Periodic Reporting for period 1 - AI-DAPT (AI-Ops Framework for Automated, Intelligent and Reliable Data/AI Pipelines Lifecycle with Humans-in-the-Loop and Coupling of Hybrid Science-Guided and AI Models)
Reporting period: 2024-01-01 to 2025-02-28
In its quest for automation, AI-DAPT will design a novel AI-Ops / intelligent pipeline lifecycle framework cross-cutting the different business, legal/ethics, data, AI logic/models, and system requirements while always ensuring a human-in-the-loop (HITL) approach. Taking into consideration the dual “data and model” design, development and operation perspectives that need to be gracefully and effectively brought together, AI-DAPT will establish the underlying methodological and technical foundations across different axes that will complementarily and interactively work together as follows: A. AI/Data Axis (addressing Challenges 1-7). AI-DAPT shall adopt novel automated approaches, fused with targeted human-in-the-loop aspects, to improve “data for AI” pipelines in a systematic and scalable way. Typical data management activities including (but not limited to) data definition, preparation, annotation, cleaning, manipulation, synthetic generation and observability will be revamped through AI-driven automation that further leverages Explainable AI (XAI) techniques to ensure human interaction and informed intervention, whenever required for taking the final decisions regarding the pipeline configuration, as well as for ensuring the quality of the data and the ethical use of the underlying AI. Through the AI-DAPT data-centric AI research, the raw datasets will be revamped into appropriate, added value, up-to-date and reusable features, that effectively reduce the “time to insights”; B. AI/Model Axis (addressing Challenges 8-11). AI-DAPT shall explore and promote hybrid science-AI solutions, bringing together data-driven AI models and science-based first-principles models, that build on high-quality and reliable data.

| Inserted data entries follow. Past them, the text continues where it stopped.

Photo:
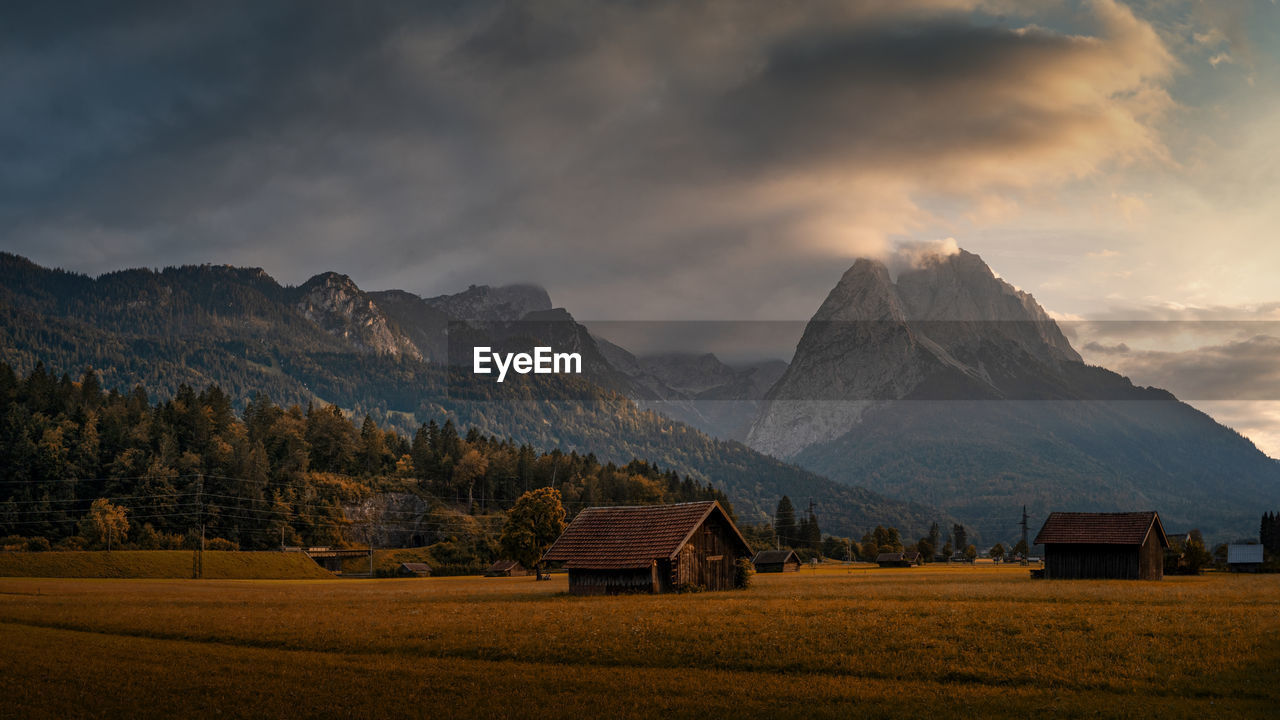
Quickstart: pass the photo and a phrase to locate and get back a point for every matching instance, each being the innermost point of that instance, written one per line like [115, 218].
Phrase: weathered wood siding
[708, 560]
[777, 566]
[612, 582]
[1152, 563]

AI-DAPT practically introduces targeted automation interventions on the AI model building, training, validation and observability steps, that shall allow continuous, dynamic AI improvements by diminishing the “time to detection” and “time to resolution” for any AI pipeline problem, adjusting the training on-the-fly and ensuring that AI will work reliably well across diverse production environments and settings.

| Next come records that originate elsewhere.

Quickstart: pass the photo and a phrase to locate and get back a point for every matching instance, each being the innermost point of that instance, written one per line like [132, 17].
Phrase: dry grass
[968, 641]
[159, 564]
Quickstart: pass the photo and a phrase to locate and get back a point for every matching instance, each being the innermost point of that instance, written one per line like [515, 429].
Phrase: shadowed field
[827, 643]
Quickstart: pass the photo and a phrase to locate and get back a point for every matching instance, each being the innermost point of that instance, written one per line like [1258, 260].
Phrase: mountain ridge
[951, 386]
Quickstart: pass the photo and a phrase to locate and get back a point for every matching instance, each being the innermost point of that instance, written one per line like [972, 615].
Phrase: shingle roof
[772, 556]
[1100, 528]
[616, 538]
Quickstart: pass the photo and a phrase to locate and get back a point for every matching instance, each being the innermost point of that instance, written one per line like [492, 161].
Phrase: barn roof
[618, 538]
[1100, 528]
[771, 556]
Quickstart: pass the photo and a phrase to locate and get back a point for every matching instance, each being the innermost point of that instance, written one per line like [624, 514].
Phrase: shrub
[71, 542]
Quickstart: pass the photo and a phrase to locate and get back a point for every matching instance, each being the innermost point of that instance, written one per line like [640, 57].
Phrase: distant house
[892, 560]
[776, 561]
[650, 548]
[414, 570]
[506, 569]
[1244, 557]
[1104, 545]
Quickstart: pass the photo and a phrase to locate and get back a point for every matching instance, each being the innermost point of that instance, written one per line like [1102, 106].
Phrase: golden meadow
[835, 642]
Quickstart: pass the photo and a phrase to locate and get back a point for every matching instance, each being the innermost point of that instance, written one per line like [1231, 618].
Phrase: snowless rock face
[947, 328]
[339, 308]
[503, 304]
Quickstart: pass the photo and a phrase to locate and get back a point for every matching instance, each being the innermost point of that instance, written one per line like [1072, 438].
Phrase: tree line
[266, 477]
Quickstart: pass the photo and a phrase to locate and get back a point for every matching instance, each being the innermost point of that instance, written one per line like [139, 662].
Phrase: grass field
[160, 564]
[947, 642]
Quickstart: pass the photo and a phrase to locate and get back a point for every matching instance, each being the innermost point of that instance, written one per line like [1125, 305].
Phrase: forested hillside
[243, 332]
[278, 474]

In order to demonstrate the actual innovation and added value that can be derived through the AI-DAPT scientific advancements, the AI-DAPT results will be validated in two, interlinked axes: I. Through their actual application to address real-life problems in four (4) representative industries that are characterized by a varying degree of AI maturity: (a) Health, (b) Robotics, (c) Energy, and (d) Manufacturing; II. Through their integration in different AI solutions, either open source (e.g. Jupyter, Acumos AI) or commercial (S5 Enterprise Analytics Suite, Qlik, etc.). The purpose of such an integration is to demonstrate that the AI-DAPT results bring added value within the established AI market landscape.
STO.1: To set and implement the underlying foundations for data-centric trustworthy AI solutions through reliable and interoperable pipelines that consistently automate the end-to-end data/AI management processes and effectively fuse first-principles scientific models and data-driven AI/machine learning models.
Our main achievements are:
-Thorough understanding of end-user needs, and system requirements.
-Design of AI pipeline lifecycle.
-Setup an ethics-by-design approach to handle critical ethics issues in demonstrators.
-Deployment of a dynamic research and technology radar.
-Defining the project's research agenda.
STO.2: To design and deliver appropriate automated and XAI-based “Data for AI” techniques cross-cutting the data pipeline lifecycle operations, from data mining/harvesting, investigation, documentation, annotation, and cleaning to fit-for-purpose data valuation and synthetic data generation, to allow accruing the right value for the right data at the right time.
Our main achievements are:
-Requirements elicitation and components internal architecture drafting.
-Foundation for data lifecycle services.
-Tool design and prototyping
-Software component interoperability.
-Early integration with monitoring and workflow tools.
STO.3: To develop rigorous automated, fair and trusted “Hybrid Science-guided AI Models” techniques cross-cutting the AI pipeline lifecycle operations, from interactive training, explainability and evaluation to continuous delivery and observability to provide constantly accurate, data-driven and scientifically consistent insights in an energy-efficient manner.
Our main achievements are:
-Alignment with user needs/WP1
-State-of-the-art methodologies assessment.
-Tool and service specifications.
-Initial architectural designs of components.
-AI Pipeline execution and automation framework design.
-Governance and ethical AI foundations.
STO.4: To serve automated, end-to-end data/AI pipelines through the novel, integrated AI-DAPT AI-Ops platform based on easily deployable and scalable services, enabling efficient, trustful, reliable & interoperable exchanges with a wealth of sources, systems and data spaces.
Our main achievements are:
-Reference architecture and integration planning.
-User-centric workflows and interactions.
-Integration planning and CI/CD pipelines.
-Early software validation strategy designed.